Example 14 can include, or can optionally be combined with the subject matter of one or any combination of Examples 1 through 13 to optionally include a stop located along the shaft to abut the first body portion.

Example 15 can include or use subject matter such as a bone anchor system that can comprise: a fastener, a first sizing component and a second sizing component. The fastener can comprise a threaded shaft configured to provide an anchoring footprint. The first sizing component can be configured to be connected to the threaded shaft, the first sizing component can include a first anchoring feature to increase a size of the anchoring footprint. The second sizing component can be configured to be connected to the shaft, the second sizing component can include a second anchoring feature to increase the size of the anchoring footprint, the second anchoring feature being different from the first anchoring feature.

Example 16 can include, or can optionally be combined with the subject matter of Example 15, to optionally include a first anchoring feature that can comprise a sleeve that radially expands a diameter of the threaded shaft.

Example 17 can include, or can optionally be combined with the subject matter of one or any combination of Examples 15 or 16 to optionally include a second anchoring feature that can expand the diameter of the threaded shaft a greater amount than the first anchoring feature.

Example 18 can include, or can optionally be combined with the subject matter of one or any combination of Examples 15 through 17 to optionally include a second anchoring feature that can have a second length greater than a first length of the first anchoring feature.

Example 19 can include, or can optionally be combined with the subject matter of one or any combination of Examples 15 through 18 to optionally include a second anchoring feature that can comprise axially extending teeth.

Example 20 can include or use subject matter such as a method of fastening a bone anchor, the method can comprise: forming a bore having a shaft diameter into a boney structure for a fastener shaft; trialing the bore to determine bone integrity; selecting a sizing component based on the trialing, the sizing component having a diameter larger than the shaft diameter and a circumferential bone engaging feature; assembling the selected sizing component to the fastener shaft; and inserting the fastener shaft into the bore to engage the sizing component with the boney structure.
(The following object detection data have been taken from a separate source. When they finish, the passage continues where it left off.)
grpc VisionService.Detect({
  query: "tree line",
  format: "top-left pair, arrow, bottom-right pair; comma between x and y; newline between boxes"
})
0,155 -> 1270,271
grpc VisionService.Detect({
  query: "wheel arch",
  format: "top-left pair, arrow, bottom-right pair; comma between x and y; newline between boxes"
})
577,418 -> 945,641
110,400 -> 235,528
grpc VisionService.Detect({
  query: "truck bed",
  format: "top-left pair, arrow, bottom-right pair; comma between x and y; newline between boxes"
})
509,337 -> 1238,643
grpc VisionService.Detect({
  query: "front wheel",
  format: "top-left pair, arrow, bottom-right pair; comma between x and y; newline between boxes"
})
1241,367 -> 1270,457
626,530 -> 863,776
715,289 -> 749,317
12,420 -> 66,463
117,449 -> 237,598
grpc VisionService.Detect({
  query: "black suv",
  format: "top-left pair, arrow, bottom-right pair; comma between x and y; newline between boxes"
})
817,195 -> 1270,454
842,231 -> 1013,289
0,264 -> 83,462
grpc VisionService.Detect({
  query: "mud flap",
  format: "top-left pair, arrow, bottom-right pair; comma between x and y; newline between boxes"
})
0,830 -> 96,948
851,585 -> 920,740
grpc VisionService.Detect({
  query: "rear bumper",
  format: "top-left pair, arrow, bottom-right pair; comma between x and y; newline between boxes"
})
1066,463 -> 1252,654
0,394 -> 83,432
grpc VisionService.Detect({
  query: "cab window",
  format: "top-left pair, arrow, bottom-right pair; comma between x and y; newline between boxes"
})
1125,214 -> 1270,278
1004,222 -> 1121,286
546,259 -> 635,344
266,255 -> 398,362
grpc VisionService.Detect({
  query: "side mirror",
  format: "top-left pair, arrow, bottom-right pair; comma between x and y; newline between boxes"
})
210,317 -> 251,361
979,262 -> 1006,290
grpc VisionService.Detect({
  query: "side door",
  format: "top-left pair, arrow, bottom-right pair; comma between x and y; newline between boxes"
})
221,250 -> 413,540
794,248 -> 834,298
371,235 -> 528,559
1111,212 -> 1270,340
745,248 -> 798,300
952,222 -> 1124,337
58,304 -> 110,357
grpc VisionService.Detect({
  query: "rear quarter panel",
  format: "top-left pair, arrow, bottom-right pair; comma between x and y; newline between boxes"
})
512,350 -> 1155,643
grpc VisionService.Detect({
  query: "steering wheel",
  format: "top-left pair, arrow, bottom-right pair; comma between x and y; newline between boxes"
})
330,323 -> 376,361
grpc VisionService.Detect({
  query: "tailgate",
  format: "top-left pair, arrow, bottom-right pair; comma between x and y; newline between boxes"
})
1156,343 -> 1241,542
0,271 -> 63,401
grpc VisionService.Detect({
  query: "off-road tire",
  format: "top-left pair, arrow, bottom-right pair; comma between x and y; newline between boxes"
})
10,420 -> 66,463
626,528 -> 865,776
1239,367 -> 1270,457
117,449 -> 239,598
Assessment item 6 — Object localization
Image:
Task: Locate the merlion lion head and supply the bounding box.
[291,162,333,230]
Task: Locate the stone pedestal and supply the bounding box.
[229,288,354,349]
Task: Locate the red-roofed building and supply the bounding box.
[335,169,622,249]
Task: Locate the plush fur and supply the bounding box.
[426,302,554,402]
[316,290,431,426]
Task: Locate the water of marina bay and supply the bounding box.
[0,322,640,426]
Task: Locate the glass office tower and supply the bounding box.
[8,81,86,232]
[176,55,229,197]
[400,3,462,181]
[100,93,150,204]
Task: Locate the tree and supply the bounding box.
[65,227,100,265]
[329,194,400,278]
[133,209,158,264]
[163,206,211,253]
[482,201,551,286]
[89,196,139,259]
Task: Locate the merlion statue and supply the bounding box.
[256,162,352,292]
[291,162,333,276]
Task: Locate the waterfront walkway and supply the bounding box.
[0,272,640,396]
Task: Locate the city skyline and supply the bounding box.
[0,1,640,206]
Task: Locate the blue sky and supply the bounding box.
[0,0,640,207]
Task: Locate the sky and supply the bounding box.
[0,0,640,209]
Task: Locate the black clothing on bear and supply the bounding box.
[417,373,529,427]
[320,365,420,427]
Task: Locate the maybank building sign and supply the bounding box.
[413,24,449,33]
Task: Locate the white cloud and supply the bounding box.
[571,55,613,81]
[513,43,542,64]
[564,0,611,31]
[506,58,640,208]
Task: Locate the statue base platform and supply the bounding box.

Example 21 can include, or can optionally be combined with the subject matter of Example 20, to optionally include a circumferential bone engaging feature comprising external threading, and threading the fastener shaft into the bore to engage the external threading of the sizing component with cancellous bone in the bore in the boney structure.

Example 22 can include, or can optionally be combined with the subject matter of Examples 20 or 21, to optionally include a circumferential bone engaging feature that comprises axially extending teeth, and threading the fastener shaft into the bore to engage the axially extending teeth of the sizing component with cortical bone of the boney structure surrounding the bore.
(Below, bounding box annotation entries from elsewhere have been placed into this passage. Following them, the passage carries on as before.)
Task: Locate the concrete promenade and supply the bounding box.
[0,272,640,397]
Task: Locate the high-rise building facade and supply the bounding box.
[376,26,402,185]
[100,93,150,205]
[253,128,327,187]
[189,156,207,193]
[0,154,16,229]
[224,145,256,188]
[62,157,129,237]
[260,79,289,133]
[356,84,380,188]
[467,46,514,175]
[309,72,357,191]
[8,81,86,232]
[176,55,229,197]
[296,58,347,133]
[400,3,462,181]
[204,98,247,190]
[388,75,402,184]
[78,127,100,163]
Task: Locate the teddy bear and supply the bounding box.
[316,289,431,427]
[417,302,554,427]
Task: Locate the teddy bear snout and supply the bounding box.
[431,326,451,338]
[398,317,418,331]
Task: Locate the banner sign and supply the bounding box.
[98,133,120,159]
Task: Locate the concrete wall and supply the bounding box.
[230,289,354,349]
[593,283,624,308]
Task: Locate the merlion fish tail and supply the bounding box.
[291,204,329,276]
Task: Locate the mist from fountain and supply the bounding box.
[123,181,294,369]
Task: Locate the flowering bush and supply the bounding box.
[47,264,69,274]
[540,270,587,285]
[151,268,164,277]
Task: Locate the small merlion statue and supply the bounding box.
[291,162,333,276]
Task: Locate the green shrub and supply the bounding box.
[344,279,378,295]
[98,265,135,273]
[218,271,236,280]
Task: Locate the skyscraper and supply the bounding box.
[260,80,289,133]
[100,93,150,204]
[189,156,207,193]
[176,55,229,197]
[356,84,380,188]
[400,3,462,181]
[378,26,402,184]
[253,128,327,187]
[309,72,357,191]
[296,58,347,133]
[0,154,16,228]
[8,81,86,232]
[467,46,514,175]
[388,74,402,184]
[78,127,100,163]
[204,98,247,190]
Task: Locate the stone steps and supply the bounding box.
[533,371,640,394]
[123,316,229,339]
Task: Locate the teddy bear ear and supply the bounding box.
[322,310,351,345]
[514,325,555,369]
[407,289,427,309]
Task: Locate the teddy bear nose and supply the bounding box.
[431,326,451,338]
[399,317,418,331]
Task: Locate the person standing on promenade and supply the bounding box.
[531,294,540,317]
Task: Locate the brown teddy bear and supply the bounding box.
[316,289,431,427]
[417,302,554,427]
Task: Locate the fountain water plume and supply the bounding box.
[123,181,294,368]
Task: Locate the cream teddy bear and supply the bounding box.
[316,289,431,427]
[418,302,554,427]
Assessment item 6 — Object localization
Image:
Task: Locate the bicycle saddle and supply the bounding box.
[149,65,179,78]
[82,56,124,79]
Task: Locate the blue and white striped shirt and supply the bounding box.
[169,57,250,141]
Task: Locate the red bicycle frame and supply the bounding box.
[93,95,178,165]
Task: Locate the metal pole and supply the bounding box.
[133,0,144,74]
Example 23 can include, or can optionally be combined with the subject matter of one or any combination of Examples 20 through 22 to optionally include tapping the bore to form threading that mates with the fastener shaft.
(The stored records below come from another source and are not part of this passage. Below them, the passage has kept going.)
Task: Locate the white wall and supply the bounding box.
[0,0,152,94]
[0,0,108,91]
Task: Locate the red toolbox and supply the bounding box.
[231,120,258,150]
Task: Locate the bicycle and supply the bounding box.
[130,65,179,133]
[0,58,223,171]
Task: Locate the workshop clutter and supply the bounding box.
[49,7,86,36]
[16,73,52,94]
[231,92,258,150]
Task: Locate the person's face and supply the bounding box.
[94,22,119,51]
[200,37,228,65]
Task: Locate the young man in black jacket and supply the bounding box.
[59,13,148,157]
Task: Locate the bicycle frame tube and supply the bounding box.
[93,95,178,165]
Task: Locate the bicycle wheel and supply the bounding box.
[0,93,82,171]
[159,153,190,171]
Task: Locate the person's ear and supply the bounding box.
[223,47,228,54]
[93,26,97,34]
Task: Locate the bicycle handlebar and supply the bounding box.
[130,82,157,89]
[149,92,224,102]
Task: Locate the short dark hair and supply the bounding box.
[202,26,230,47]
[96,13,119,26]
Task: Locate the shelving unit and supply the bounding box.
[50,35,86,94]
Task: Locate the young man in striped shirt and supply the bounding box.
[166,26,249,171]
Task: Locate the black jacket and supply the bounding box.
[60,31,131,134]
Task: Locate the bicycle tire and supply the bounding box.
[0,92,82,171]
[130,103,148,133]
Example 24 can include, or can optionally be combined with the subject matter of one or any combination of Examples 20 through 23 to optionally include assembling the sizing component with the fastener shaft until the sizing component engages a stop feature.

Example 25 can include, or can optionally be combined with the subject matter of one or any combination of Examples 20 through 24 to optionally include engaging two or more sizing components together along the fastener shaft.

Example 26 can include, or can optionally be combined with the subject matter of one or any combination of Examples 20 through 25 to optionally include trialing the bore comprises probing the bore to determine an extent of weakened bone adjacent the bore; and selecting the sizing component comprises determining a size of the sizing component to compensate for the extent of the weakened bone.